Les microprocesseurs généralistes sont apparus commercialement en 1971 avec l’Intel 4004. Il était alors possible d’intégrer tous les composants d’un processeur dans un seul boîtier. Il est désormais possible d’intégrer des dizaines et très bientôt des centaines de coeurs dans un seul boîtier. La complexité de telles architectures n’est pas, ou n’est plus, dans les unités de calcul. La complexité se trouve dans le système mémoire. En effet, au début, le système mémoire devait être capable de fournir à l’unité de calcul une nouvelle instruction tous les 5 à 10 cycles d’horloge et lire ou écrire des données avec un débit plus faible encore. Dans les architectures modernes, et pour celles à venir, le système mémoire doit fournir des centaines d’instructions à chaque cycle et permettre des dizaines d’accès simultanées en lecture ou en écriture de données. Pour parvenir à atteindre ces débits, le système mémoire est devenu une hiérarchie de caches de mémoire. Les caches permettent de rapprocher des unités de calcul, les instructions et les données fréquemment utilisées en les recopiant dans des petites mémoires locales. Toutefois, ces caches doivent tous être cohérents. La gestion de la cohérence de caches est un problème d’autant plus délicat que les solutions doivent être extensibles (passer à l’échelle), et donc rester performantes, quelque soit le nombre de caches à maintenir cohérent. En outre, les solutions doivent être économes en énergie, c’est-à-dire ne pas imposer de nombreux échanges d’information entre les caches.
Architectures manycores
Les architectures multicœurs [1] sont apparues commercialement au début des années 2000, mais elles se sont imposées à partir de 2005 [2]. Avant cette date, l’augmentation du nombre d’instructions exécutées par seconde était obtenue en complexifiant l’architecture interne des cœurs et en augmentant leur fréquence de fonctionnement. Ce faisant, les processeurs dissipaient toujours plus de puissance électrique. Le problème est qu’il n’est pas simple d’évacuer la chaleur produite par un circuit avec une simple ventilation au-delà de 100W/cm2. Alors, pour continuer à augmenter le nombre d’instructions exécutées par seconde, les constructeurs ont choisi de remplacer un cœur complexe par deux plus simples sans augmenter le budget énergétique. La réduction de puissance électrique consommée par cœur a été obtenue en simplifiant leur architecture interne, par exemple en réduisant les mécanismes d’exécution spéculative.

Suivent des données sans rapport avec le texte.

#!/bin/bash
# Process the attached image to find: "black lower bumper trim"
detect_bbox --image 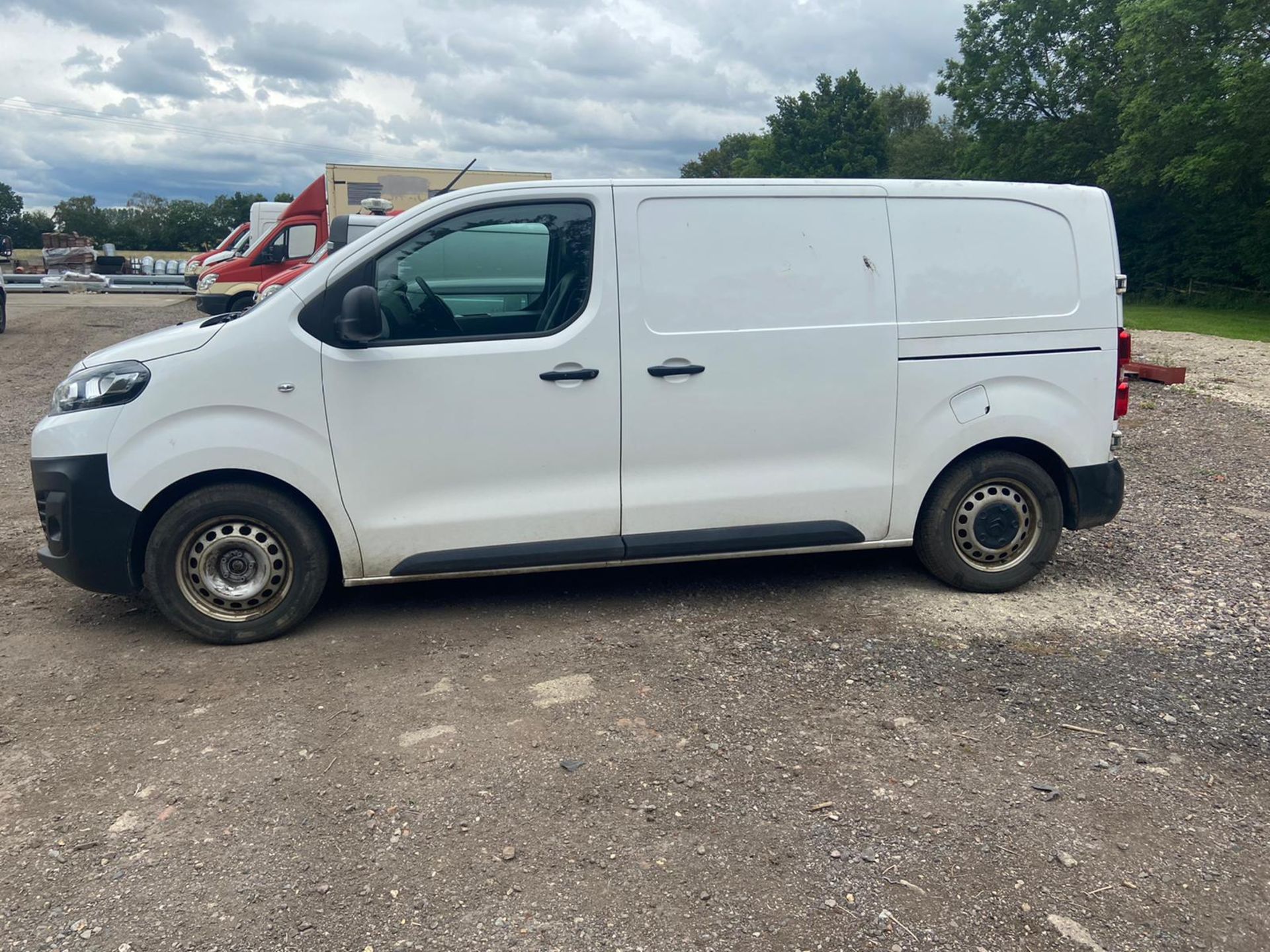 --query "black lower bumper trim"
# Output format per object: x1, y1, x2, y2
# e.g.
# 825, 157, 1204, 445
1068, 459, 1124, 530
30, 453, 141, 595
194, 294, 233, 316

Ils ont également plafonné la fréquence de fonctionnement ou encore l’ont rendu modulable, tout comme la tension d’alimentation, en fonction de la charge de calcul. Dès lors, le nombre de cœurs n’a cessé d’augmenter, pour atteindre plusieurs dizaines et bientôt plusieurs centaines par circuit. Les architectures contenant quelques cœurs sont nommées multicœurs. Au-delà de cent cœurs, elles sont massivement multicœurs, mais le terme consacré est manycore.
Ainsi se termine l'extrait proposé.